The function call gearman_run('bg_func'); is executed immediately without actually waiting for bg_func() to finish, queuing up the lengthy task to be executed later by Gearman.

The Solution (actual code)

The above is nice and all, but How do I use Gearman in the CakePHP framework?!

Well, if you search for CakePHP and Gearman in the same phrase, you’re likely to to be led to this CakePHP plugin. This is more than enough and saves us the work of some boilerplate coding, so everyone say thanks to the author José Lorenzo Rodríguez. I won’t explain how to install a CakePHP plugin, that’s best done elsewhere, though I would suggest taking advantage of the fact that the git repo is compatible with Composer.

Now, assuming the cakephp-gearman plugin is now installed, we can get started. And I will assume that you have gone ahead and read about the basics of Gearman and how it works. Basically, there’s the Gearman Job Server daemon (gearmand) that is independent from our code. And our code will be using Gearman’s PECL extension to create a Gearman Worker process (also running as a daemon). It is only after these two processes are running that we can run the above pseudo-code snippet and start running our code in the background via Gearman.
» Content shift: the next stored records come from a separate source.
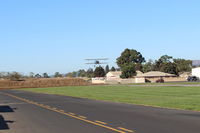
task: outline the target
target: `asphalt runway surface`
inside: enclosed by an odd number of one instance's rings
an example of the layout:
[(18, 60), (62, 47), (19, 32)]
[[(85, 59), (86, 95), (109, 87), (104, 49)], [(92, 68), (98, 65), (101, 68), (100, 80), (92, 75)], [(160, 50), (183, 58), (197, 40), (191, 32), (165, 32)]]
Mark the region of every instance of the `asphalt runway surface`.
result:
[(200, 133), (200, 112), (1, 90), (0, 133)]

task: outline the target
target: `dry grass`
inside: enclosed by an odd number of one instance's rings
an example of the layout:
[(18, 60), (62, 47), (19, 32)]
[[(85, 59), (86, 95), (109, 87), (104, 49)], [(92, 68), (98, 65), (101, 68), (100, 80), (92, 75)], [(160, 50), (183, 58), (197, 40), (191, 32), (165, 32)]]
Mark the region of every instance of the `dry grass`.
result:
[(26, 79), (24, 81), (1, 80), (0, 89), (17, 88), (39, 88), (39, 87), (59, 87), (59, 86), (85, 86), (89, 83), (79, 78), (41, 78)]

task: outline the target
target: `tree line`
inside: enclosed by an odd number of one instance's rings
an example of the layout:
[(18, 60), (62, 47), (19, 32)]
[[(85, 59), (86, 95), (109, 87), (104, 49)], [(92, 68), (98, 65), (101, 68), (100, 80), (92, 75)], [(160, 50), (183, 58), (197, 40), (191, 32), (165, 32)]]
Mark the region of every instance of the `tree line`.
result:
[(125, 49), (121, 55), (116, 59), (119, 68), (107, 65), (105, 68), (98, 66), (95, 69), (89, 68), (88, 70), (80, 69), (78, 71), (61, 74), (55, 72), (54, 75), (49, 76), (48, 73), (34, 74), (31, 72), (29, 75), (23, 75), (18, 72), (1, 72), (0, 78), (20, 80), (22, 78), (58, 78), (58, 77), (104, 77), (109, 71), (122, 71), (121, 78), (131, 78), (136, 75), (136, 71), (149, 72), (161, 71), (165, 73), (179, 75), (182, 72), (189, 72), (192, 69), (192, 61), (173, 58), (169, 55), (163, 55), (157, 60), (146, 61), (143, 55), (134, 49)]
[(146, 61), (142, 54), (134, 49), (125, 49), (117, 58), (117, 65), (122, 70), (121, 78), (131, 78), (136, 75), (136, 71), (161, 71), (178, 76), (192, 69), (191, 60), (163, 55), (158, 60)]

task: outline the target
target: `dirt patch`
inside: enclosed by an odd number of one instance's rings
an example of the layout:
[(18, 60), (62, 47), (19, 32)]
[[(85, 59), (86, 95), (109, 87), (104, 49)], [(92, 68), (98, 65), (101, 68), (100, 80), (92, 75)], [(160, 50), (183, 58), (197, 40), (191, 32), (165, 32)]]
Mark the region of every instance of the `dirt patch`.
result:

public function getHot($limit = 50, $cached = true) {
    if ($cached) {
        $songs = Cache::read('hot_songs_'.$limit, 'hourly');
        if ($songs !== false)
            return $songs;
        GearmanQueue::execute('getHotSongs', $limit);
        $songs = Cache::read('hot_songs_'.$limit, 'longterm');
        if ($songs !== false)
            return $songs;
        // Empty page until gearman proceses the above task
        return array();
    }

    // This is the process that took 30 seconds to assign $songs
    $song = lengthy_operation();

    Cache::write('hot_songs_'.$limit, $songs, 'hourly');
    Cache::write('hot_songs_'.$limit, $songs, 'longterm');
    return $songs;
}

Our Gearman Worker process needs to interface with our CakePHP application, so we will make a console task in [app]/Console/Command/Task/SongShell.php.

App::uses('GearmanQueue', 'Gearman.Client');

class SongShell extends AppShell {

    public $uses = array('Song'); // Uses our Song model

    public $tasks = array('Gearman.GearmanWorker');

    // Method signature for GearmanWorker function
    public function getHotSongs($data, $job) {
        // Check cache to prevent multiple identical queued jobs from running consecutively
        if (Cache::read('hot_songs_'.$data, 'hourly') === false)
            return $this->Song->getHot($data);
        return false;
    }

    public function start_cache_worker() {
        $this->GearmanWorker->addFunction('getHotSongs', $this, 'getHotSongs');
        $this->GearmanWorker->work();
    }
}

Since it’s a long-term cache that won’t be accessed very often, it shouldn’t be used on any sort of RAM-based cache solution (like memcached) and instead should use a less-expensive method like file storage (in CakePHP, this will be FileEngine).